Bolivia Road of Death

Bolivia Road of Death

It twists and turns for 64 km from the Bolivian town of La Paz to Corioco. The locals call it the road of death. That’s not a joke: that’s simply a statement of fact. This mountain road claims over 200 lives a year.
It’s become a tourist attraction of sorts due to the danger factor. Why?
Our comfortable, safe society has distorted our sense of risk, and impaired our ability to percieve genuine threats for what they really are. Victims of the road of death are often truck drivers, who must traverse its twists and turns to earn a living.
THere’s no reason for British, American or Japanese tourists to meet an untimely fate on such a terrible, treacherous road, but that’s what happens.

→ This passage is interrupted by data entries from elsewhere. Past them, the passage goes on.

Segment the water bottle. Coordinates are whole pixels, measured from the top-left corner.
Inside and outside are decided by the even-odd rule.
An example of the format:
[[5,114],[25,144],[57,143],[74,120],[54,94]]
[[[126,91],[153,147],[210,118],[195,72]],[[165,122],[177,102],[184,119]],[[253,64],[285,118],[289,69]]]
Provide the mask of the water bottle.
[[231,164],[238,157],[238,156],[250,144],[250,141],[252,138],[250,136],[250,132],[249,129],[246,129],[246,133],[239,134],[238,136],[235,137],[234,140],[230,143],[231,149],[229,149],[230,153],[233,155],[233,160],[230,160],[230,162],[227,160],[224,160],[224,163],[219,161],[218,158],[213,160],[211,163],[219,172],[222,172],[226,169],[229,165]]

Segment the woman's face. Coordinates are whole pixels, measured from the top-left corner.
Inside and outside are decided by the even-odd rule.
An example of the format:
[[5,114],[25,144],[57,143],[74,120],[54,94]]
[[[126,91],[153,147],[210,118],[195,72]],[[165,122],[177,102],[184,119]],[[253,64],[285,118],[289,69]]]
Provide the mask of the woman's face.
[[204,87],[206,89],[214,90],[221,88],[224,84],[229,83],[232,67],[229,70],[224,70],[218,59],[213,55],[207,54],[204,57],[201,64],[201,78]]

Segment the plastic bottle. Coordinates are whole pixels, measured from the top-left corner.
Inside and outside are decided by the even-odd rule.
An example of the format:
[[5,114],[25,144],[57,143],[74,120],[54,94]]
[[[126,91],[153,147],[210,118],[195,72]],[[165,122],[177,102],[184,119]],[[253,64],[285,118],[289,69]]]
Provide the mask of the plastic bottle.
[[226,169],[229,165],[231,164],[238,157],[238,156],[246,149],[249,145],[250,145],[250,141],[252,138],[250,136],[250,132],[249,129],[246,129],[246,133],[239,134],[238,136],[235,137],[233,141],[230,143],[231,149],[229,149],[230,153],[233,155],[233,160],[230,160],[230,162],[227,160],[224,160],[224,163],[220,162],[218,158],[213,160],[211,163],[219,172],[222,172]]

The perception of danger in our society is completely awry. It shows itself in so many ways. Take, for example, the following examples of understimation of risk:

  • The miscalculation of financial risk that led to the global financial crisis (GFC);
  • The rise of “extreme” sports such as freebase climbing (there’s no shame in rock climbing with a harness) and base jumping (there’s no shame in parachuting from a plane rather than a high-rise office block);
  • Lack of popular support for action against hostile, implacable enemies who possess nuclear weapons and who have repeatedly expressed willingness to use them against Western targets;
  • The almost complete disappearance of basic hygiene practices such as covering your mouth when you cough, and not sharing food and drinks with others (I never share drink bottles for example, but have been in many social situations where I have been placed under considerable pressure to do so);
  • the rise of the anti-vaccination movement.

Instead, people worry about risks that don’t exist, or are vague, poorly defined threats such as
global warming, which even if true, will result in slow changes to Earth’s climate in the distant future, and will provide plenty of time for adaptation. It’s not an immediate existential threat, like a nuclear weapon in the hands of a foe, or being on a windy Bolivian mountain road with a truck coming at you and nowhere to pull over.